November 23, 2015

Electric Fields Remove Nanoparticles From Blood With Ease


An artist's representation of the nanoparticle removal chip developed by researchers in
Professor Michael Heller's lab at the UC San Diego Jacobs School of Engineering.
An oscillating electric field (purple arcs) separates drug-delivery nanoparticles (yellow spheres)
from blood (red spheres) and pulls them towards rings surrounding the chip's electrodes.
The image is featured as the inside cover of the Oct. 14 issue of the journal Small.
Image credit: Stuart Ibsen and Steven Ibsen.

(November 23, 2015)  Engineers at the University of California, San Diego developed a new technology that uses an oscillating electric field to easily and quickly isolate drug-delivery nanoparticles from blood. The technology could serve as a general tool to separate and recover nanoparticles from other complex fluids for medical, environmental, and industrial applications.
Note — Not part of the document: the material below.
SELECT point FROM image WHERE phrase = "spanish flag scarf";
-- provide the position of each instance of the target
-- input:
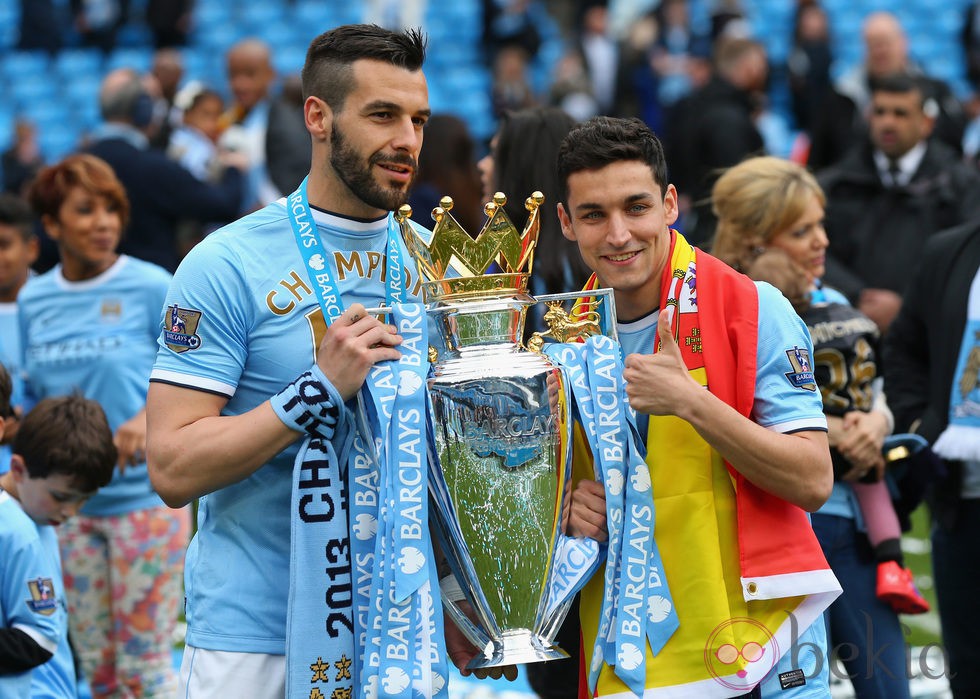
(747, 572)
Nanoparticles, which are generally one thousand times smaller than the width of a human hair, are difficult to separate from plasma, the liquid component of blood, due to their small size and low density. Traditional methods to remove nanoparticles from plasma samples typically involve diluting the plasma, adding a high concentration sugar solution to the plasma and spinning it in a centrifuge, or attaching a targeting agent to the surface of the nanoparticles. These methods either alter the normal behavior of the nanoparticles or cannot be applied to some of the most common nanoparticle types.

“This is the first example of isolating a wide range of nanoparticles out of plasma with a minimum amount of manipulation,” said Stuart Ibsen, a postdoctoral fellow in the Department of NanoEngineering at UC San Diego and first author of the study published October in the journal Small. “We’ve designed a very versatile technique that can be used to recover nanoparticles in a lot of different processes.”